Fipe-Confcommercio: “un fulmine a ciel sereno. Senza misure compensative effetti disastrosi”

Dopo la decisione del Governo di chiudere in modo definitivo le discoteche e le sale da ballo dal 30 dicembre al 31 gennaio, a differenza di quanto previsto in precedenza, cresce la rabbia dei lavoratori del settore.

«Le imprese e i lavoratori meritano rispetto e il Governo, con la decisione di chiudere le discoteche fino al 31 gennaio, ha dato il colpo di grazia a migliaia di imprese e ai lavoratori di tutto l’indotto – si legge in una nota di FipeConfcommercio. – Un fatto grave nei tempi e nei modi, arrivato come un fulmine a ciel sereno, con una decisione comunicata a sorpresa in una conferenza stampa, non preannunciata e non accompagnata da misure compensative, che rischia di produrre effetti disastrosi su un comparto appena ripartito oltre che favorire abusivismo e pericolose situazioni di aggregazione nelle città. Capodanno fornisce il 15% del fatturato annuo, dove sono i ristori?».

Sottolineano, infatti: «le anticipazioni del decreto prevedevano che si potesse continuare a frequentare i locali con doppia vaccinazione e tampone rapido. D’improvviso la retromarcia del Governo, con l’effetto paradossale di mettere in discussione proprio la campagna vaccinale. Una scelta inopportuna, anche perché diretta contro un unico settore, il più bersagliato in questi mesi di pandemia, che contava già perdite superiori ai quattro miliardi».

«Una decisione che vanifica acquisti di merce, di assunzioni di personale, di artisti scritturati.
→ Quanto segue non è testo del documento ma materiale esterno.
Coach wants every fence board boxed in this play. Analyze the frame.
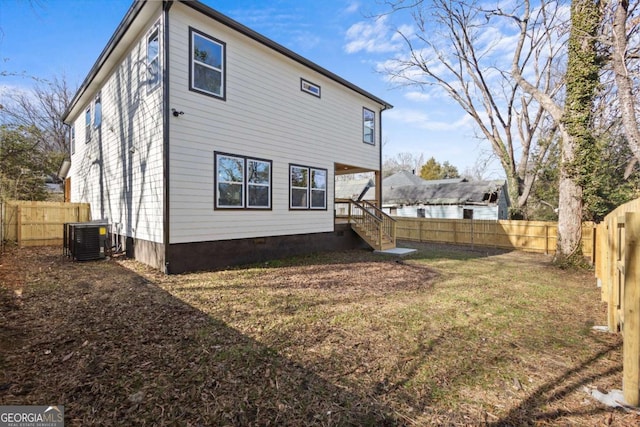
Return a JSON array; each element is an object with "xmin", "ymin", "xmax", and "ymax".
[
  {"xmin": 394, "ymin": 217, "xmax": 596, "ymax": 262},
  {"xmin": 2, "ymin": 201, "xmax": 91, "ymax": 247},
  {"xmin": 622, "ymin": 212, "xmax": 640, "ymax": 407}
]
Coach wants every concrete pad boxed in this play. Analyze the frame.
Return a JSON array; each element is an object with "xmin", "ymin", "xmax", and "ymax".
[{"xmin": 373, "ymin": 248, "xmax": 418, "ymax": 256}]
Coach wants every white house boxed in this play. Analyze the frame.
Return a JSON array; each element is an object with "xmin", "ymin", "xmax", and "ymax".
[
  {"xmin": 382, "ymin": 172, "xmax": 510, "ymax": 220},
  {"xmin": 63, "ymin": 0, "xmax": 391, "ymax": 273}
]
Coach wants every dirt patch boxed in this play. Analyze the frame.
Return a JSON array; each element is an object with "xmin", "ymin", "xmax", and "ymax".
[{"xmin": 0, "ymin": 246, "xmax": 640, "ymax": 426}]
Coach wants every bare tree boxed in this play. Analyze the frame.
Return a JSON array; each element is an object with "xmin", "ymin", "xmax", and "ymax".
[
  {"xmin": 601, "ymin": 0, "xmax": 640, "ymax": 176},
  {"xmin": 378, "ymin": 0, "xmax": 563, "ymax": 217}
]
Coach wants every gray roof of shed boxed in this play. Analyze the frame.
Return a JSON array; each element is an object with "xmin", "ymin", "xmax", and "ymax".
[
  {"xmin": 382, "ymin": 171, "xmax": 428, "ymax": 189},
  {"xmin": 383, "ymin": 181, "xmax": 509, "ymax": 205}
]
Ma soprattutto annunciata senza nessun riferimento a misure economiche compensative che andavano identificate ed erogate contestualmente – si legge ancora. – Oltre al danno economico, la beffa di dover assistere impotenti la notte del 31 a feste in case private o in locali abusivi, dove si ballerà in assenza di qualsiasi forma di controllo. La misura è colma».

Una posizione condivisa da tutti gli esponenti del comparto. Per il presidente del Silb Emilia-Romagna Gianni Indino è “la mannaia su un settore già di per sé messo alle corde“, mentre Paolo Peroli, portavoce del Comitato Territoriale Esercenti che riunisce molti locali da ballo milanesi, ricorda che “400 mila lavoratori tra pochi giorni saranno di nuovo nell’oblio, senza sostegno“.